If you are paying for monthly AI ranking reports, ask how many runs per query the tool averages. If the answer is one, you are looking at a lottery ticket, not a metric.
If your brand has strong organic rankings but weak entity presence across third-party platforms, you may be retrievable but not recommendable. AI engines check for consensus. What G2, Reddit, Wikidata, and industry forums say about you shapes whether the model trusts your content enough to cite it.
None of this requires a new agency or a new software stack. It requires understanding how each platform retrieves and doing the specific structural work that each one needs. Some of that work overlaps with what a good SEO program already does. Some of it does not. For organizations that need help prioritizing across these surfaces, our
fractional CMO engagements scope that work.
Where We Sit
Plate Lunch Collective is an
AI-native marketing consultancy. We do traditional SEO because it remains foundational. We do platform-specific retrieval layer optimization because the platforms require it. We use the evolving industry vocabulary because it maps to real differences in the work, not because the labels matter more than outcomes.

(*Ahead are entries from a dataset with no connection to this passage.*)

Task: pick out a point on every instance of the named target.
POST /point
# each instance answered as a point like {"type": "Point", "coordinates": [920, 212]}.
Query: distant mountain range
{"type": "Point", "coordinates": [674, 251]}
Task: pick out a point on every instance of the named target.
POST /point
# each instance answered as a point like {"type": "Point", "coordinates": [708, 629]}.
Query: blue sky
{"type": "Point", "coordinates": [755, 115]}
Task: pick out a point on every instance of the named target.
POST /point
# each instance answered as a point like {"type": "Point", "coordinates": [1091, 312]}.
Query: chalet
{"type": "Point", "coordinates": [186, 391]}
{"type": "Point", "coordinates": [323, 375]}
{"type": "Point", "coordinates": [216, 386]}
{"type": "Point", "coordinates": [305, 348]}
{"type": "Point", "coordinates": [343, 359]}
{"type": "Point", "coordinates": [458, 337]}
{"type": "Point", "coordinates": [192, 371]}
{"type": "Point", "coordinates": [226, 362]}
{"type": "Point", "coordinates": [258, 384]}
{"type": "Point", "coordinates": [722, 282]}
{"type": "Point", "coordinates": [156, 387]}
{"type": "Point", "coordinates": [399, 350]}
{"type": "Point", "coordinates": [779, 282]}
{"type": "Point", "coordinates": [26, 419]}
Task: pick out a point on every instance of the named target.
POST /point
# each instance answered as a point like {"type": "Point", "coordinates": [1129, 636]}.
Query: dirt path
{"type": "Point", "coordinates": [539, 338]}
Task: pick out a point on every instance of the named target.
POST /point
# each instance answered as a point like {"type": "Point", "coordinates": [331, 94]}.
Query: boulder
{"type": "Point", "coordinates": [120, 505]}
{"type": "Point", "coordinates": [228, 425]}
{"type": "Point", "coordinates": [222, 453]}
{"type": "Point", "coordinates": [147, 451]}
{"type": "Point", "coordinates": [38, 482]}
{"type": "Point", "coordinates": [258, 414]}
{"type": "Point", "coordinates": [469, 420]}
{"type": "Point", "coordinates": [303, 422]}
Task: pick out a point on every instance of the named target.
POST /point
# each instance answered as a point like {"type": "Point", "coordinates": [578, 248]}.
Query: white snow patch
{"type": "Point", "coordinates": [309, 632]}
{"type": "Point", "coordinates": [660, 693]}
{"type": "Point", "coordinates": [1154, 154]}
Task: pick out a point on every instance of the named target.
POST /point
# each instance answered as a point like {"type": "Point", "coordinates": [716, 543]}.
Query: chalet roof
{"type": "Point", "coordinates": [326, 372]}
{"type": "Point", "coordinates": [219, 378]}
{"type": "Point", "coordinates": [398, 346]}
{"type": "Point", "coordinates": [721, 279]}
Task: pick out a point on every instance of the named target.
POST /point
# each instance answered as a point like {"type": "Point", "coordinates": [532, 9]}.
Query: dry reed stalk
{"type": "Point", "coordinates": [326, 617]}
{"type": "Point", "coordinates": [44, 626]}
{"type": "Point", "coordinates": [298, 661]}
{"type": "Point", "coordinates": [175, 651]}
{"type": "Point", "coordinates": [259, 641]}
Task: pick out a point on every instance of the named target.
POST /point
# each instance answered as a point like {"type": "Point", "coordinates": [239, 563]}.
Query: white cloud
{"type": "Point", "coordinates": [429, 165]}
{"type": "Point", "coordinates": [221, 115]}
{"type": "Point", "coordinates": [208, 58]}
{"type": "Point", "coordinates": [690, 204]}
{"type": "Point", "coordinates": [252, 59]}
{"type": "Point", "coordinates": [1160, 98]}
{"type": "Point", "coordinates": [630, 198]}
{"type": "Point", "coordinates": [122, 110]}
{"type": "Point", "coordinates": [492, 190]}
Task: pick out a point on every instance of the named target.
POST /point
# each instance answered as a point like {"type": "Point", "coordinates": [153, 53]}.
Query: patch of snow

The landscape is early. The evidence is developing. The vocabulary will keep changing. Our
wiki tracks the terminology, the tools, and the research as it moves. Our
context mapping work maps the specific retrieval landscape for each client rather than applying a generic framework. Our approach is to stay close to the evidence, work at the platform level, and be straightforward about what we know and what we do not.